La cérémonie
se déroulait en
présence de MM.Jean-François Lamour,
Ministre des Sports, Henri Sérandour, président
du CNOSF et de Me Marie-Claire Restoux-Gasset, conseillère
technique du Président de la République.
Cette récompense, décernée par
le CNOSF et l'Association Française pour un
Sport sans Violence et pour le Fair-Play (AFSVFP),
salue à sa juste valeur un geste aussi admirable
qu'inhabituel. Récit.
Nous
sommes le 2 mai 2002. Vichy accueille la finale du
championnat de France universitaire de football Nationale
I. Un duel 100% normand opposant l'UFR STAPS de Caen à celui
de Rouen. Le match est commencé depuis une vingtaine
de minutes lorsque survient l'accident. Sur un
corner, l'attaquant rouennais Grégory Beaugrard, à la
lutte avec un défenseur caennais, s'écroule
dans la surface de réparation. Aucune faute
n'a été commise
mais, à la retombée du ballon, la cheville
du joueur haut-normand a tourné à 90
degrés.
Immédiatement, partenaires et adversaires prennent
conscience de la gravité de la blessure. «C'était
une vision impressionnante» se souvient
Guillaume Marie capitaine caennais ce jour-là,
devenu depuis préparateur physique au centre
de formation du FC Troyes (L2). Tellement impressionnante
que les joueurs caennais prennent alors une décision
exceptionnelle. « Nous
nous sommes réunis alors que Grégory
recevait les premiers soins. Et là, d'un commun
accord, nous avons décidé d'arrêter
le match. En fait, nous nous sommes mis à sa
place et nous voulions lui montrer notre solidarité.

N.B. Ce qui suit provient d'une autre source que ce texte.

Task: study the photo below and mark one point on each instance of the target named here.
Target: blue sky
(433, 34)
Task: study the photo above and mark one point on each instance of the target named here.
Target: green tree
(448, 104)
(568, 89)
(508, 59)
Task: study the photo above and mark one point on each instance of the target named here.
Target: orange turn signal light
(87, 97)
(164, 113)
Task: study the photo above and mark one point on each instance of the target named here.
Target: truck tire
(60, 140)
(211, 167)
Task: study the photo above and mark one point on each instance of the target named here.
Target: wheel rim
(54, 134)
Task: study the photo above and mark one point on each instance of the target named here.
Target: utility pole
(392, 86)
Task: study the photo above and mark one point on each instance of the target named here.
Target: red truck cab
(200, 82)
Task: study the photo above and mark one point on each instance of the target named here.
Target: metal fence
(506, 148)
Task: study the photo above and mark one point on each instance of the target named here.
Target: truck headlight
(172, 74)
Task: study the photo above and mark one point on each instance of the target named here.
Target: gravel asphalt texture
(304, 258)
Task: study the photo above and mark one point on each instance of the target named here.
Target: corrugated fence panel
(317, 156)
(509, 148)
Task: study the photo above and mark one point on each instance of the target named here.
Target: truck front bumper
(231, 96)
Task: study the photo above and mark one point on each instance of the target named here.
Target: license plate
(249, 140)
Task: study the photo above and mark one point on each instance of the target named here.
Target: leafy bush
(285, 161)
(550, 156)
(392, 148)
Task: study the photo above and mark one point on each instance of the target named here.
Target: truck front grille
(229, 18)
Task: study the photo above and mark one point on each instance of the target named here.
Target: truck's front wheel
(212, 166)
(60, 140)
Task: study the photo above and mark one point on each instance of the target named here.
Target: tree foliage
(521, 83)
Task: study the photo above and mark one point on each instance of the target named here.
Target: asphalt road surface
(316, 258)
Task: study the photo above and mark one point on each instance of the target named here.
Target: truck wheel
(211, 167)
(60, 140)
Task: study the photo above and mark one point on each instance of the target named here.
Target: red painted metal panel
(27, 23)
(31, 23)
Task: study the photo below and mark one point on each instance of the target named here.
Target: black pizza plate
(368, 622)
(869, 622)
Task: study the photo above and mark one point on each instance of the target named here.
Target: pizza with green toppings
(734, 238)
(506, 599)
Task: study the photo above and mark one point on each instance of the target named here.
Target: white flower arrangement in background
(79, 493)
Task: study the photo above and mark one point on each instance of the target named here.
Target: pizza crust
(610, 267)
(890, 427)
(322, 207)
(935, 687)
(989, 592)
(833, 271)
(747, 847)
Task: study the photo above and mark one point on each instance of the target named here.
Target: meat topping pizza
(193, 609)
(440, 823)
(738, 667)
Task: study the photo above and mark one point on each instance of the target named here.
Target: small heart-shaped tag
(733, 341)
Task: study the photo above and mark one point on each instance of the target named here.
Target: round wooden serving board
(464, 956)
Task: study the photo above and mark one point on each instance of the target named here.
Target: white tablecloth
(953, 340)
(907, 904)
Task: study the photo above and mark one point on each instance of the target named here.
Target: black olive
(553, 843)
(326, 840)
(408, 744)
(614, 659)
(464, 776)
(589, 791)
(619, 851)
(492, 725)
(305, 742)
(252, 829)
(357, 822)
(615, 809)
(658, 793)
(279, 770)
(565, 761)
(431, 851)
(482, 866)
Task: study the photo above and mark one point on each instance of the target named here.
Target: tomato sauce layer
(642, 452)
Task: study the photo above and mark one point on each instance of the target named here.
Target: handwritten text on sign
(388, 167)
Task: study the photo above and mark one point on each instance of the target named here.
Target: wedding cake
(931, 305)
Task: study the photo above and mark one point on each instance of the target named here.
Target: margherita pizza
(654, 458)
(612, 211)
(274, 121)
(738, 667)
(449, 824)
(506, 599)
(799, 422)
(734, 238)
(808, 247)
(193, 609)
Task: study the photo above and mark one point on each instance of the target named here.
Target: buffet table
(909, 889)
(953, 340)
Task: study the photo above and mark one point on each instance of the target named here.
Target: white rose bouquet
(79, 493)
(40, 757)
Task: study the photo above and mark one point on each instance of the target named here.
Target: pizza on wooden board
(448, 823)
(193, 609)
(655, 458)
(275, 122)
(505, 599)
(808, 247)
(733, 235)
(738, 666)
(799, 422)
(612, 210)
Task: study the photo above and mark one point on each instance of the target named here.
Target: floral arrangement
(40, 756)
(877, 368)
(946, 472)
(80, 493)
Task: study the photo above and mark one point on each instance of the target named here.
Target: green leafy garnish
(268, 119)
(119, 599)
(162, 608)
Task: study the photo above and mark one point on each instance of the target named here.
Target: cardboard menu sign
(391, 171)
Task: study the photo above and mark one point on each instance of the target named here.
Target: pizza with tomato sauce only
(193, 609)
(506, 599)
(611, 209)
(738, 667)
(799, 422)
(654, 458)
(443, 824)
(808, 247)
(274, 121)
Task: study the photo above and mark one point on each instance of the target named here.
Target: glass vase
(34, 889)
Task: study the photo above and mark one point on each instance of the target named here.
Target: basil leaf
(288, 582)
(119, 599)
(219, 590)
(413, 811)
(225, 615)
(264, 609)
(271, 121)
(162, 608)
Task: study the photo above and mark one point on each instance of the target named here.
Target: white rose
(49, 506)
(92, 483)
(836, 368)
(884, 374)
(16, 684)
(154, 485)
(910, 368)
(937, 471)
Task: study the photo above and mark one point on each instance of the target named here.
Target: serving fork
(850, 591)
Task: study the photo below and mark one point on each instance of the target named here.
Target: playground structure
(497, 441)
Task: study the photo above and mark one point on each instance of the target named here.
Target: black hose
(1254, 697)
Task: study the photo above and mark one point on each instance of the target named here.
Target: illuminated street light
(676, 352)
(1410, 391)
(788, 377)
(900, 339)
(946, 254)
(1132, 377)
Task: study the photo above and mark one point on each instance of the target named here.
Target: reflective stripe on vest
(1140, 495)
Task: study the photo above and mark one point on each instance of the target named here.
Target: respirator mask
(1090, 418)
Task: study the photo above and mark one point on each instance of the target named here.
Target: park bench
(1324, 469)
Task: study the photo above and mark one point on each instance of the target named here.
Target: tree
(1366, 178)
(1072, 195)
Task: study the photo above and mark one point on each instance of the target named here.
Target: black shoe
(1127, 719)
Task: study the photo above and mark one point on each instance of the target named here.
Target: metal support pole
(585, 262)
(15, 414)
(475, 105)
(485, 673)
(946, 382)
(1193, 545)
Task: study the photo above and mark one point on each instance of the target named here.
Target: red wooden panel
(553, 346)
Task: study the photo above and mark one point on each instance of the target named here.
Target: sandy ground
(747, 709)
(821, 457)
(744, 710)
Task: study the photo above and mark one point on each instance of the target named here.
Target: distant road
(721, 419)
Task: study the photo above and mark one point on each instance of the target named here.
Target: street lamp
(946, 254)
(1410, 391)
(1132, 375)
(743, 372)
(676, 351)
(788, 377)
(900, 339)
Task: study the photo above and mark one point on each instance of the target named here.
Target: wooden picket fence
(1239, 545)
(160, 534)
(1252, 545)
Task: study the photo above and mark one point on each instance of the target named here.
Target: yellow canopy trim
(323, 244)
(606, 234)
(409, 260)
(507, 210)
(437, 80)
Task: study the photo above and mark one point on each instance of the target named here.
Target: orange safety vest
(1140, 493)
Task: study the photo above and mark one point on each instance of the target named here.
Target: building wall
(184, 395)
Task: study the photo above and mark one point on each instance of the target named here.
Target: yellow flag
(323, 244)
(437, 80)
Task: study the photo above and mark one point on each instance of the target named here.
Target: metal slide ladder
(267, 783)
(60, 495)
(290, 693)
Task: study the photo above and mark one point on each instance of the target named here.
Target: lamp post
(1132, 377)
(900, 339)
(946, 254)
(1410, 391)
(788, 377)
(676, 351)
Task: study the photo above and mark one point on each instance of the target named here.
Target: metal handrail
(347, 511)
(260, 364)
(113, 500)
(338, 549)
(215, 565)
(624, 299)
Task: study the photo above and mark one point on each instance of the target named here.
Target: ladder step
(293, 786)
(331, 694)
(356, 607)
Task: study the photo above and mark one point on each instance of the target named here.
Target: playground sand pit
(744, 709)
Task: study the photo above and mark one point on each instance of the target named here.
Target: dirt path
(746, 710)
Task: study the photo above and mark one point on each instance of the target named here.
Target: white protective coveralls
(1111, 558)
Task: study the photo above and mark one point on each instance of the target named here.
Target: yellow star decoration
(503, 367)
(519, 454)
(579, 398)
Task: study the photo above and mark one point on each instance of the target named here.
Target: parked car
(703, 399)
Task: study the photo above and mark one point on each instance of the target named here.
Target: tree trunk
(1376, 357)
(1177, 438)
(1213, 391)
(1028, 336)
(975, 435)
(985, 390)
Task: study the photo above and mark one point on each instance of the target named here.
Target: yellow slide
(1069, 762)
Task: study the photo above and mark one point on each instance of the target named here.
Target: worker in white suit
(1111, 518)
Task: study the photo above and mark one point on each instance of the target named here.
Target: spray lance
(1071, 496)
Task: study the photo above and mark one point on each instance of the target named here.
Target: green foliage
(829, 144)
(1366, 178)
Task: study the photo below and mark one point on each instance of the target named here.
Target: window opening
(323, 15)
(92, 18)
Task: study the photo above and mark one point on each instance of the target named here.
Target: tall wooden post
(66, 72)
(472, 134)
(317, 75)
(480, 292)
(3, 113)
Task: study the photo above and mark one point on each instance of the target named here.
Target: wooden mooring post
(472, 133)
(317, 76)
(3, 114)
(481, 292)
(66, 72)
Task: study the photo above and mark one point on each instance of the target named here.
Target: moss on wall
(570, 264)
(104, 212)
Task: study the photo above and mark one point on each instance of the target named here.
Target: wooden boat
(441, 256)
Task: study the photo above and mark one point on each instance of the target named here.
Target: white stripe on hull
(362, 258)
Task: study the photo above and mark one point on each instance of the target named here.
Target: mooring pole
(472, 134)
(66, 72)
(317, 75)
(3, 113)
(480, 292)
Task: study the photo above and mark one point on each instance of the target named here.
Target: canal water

Cela s'est fait naturellement ». Un
geste rare sur un terrain de football, mais qui, pour
Yannick Carreau, entraîneur caennais et co-sélectionneur
de l'équipe de France universitaire, correspond à une
philosophie profonde, « la mienne et
celle du sport universitaire ».
Cet international
universitaire - il a disputé la Coupe du monde
U en Uruguay en 1976, aux côtés d'un certain
Arsène Wenger, autre modèle de fair-play
-, s'avoue « très fier » de
ses troupes. « Le sport, c'est la rencontre.
On est à la fois contre et avec l'adversaire.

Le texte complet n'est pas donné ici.